If you are going to the trouble and expense of forged pistons, it doesn't matter what block you start with as long as it was made after 1985. These blocks have slightly different oil passages and will adapt to the 20v head perfectly. Doesn't have to be a 10v block, you can drop pistons into a 7A block too. By the time you do this, you have to have the honed, and probably bored to boot. Might as well polish the crank, new rod and main bearings, and whaddaya know? Its a full rebuild and you are all of a sudden in $2000 for a built bottom end. Granted it will be very strong and ready for anything.
Bore has nothing to do with it. All that affects is displacement and to a smaller degree, compression ratio. Either motor has plenty thick walls in each cylinder whether it was 82.5mm or 81mm bore. The reason the NF/NG is preferred is that it has a larger dish in the piston that when mated to a 20v head will produce a low 8:1 range compression ratio. 
Yes, all the turbo manifolds bolt right up to the 7A head. They all use the same castings, but the turbo versions have about twice as many exhaust studs holding the manifold on. Plus the AAN has the distributor hole blocked off.
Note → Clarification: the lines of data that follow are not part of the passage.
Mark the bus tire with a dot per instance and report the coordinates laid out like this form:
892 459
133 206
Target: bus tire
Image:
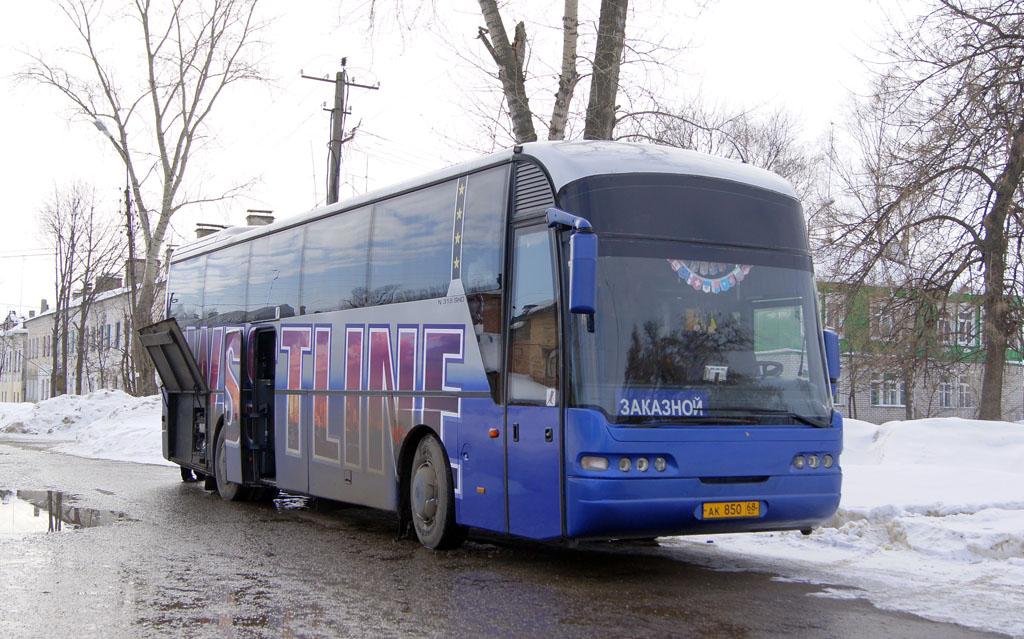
431 497
227 491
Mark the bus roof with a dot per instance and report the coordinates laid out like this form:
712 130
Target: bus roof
565 162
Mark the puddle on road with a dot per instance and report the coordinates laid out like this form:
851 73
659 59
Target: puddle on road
24 512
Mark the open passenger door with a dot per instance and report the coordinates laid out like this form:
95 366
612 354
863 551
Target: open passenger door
185 393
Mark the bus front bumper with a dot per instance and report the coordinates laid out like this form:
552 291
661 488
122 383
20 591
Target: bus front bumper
606 508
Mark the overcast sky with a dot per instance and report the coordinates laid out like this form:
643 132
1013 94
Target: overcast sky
800 54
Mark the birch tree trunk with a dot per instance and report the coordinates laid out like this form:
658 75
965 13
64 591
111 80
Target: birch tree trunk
607 59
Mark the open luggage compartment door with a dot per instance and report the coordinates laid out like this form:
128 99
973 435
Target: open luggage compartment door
185 393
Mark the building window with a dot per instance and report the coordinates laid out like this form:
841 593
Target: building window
946 395
957 326
965 396
889 391
885 324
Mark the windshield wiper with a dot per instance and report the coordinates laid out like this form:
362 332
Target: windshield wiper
777 412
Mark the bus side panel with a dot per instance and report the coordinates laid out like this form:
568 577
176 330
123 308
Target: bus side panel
482 463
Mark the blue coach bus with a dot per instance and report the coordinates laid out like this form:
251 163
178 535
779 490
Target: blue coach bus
577 340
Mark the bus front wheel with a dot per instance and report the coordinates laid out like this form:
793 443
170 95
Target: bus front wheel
431 497
226 490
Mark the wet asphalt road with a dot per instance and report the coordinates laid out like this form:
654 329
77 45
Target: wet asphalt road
174 560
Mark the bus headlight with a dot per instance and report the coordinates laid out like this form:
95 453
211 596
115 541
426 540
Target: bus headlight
594 463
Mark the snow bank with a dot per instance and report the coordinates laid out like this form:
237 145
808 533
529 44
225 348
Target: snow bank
931 522
105 424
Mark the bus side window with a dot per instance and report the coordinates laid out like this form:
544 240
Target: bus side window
534 326
482 258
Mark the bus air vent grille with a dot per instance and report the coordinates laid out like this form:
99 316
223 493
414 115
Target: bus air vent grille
532 192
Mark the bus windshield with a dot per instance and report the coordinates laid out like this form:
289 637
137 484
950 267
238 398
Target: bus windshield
693 333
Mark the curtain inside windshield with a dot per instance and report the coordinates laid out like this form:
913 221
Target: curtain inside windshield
684 332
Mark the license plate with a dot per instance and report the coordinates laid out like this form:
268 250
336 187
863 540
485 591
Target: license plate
728 510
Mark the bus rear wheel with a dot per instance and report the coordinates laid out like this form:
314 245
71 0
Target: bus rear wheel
226 490
431 497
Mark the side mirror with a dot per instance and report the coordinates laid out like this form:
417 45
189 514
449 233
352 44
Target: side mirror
832 356
583 260
583 272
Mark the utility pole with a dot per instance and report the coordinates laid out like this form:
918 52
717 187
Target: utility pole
338 114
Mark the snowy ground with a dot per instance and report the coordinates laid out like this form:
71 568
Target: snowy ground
931 521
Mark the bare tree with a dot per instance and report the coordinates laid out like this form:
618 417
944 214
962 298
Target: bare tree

One problem with accessories is that you are adding an extra one on the passenger side. There's a turbo there and the A/C compressor might interfere. Use the bracketry from an NF 5000 or MC to put the alternator there instead and put the PS and AC on the driver's side. Might be a tight fit. I haven't been there, done that but thats what I have read on the various lists. And it certainly makes sense from looking at numerous 10vts in the junkyard.


----------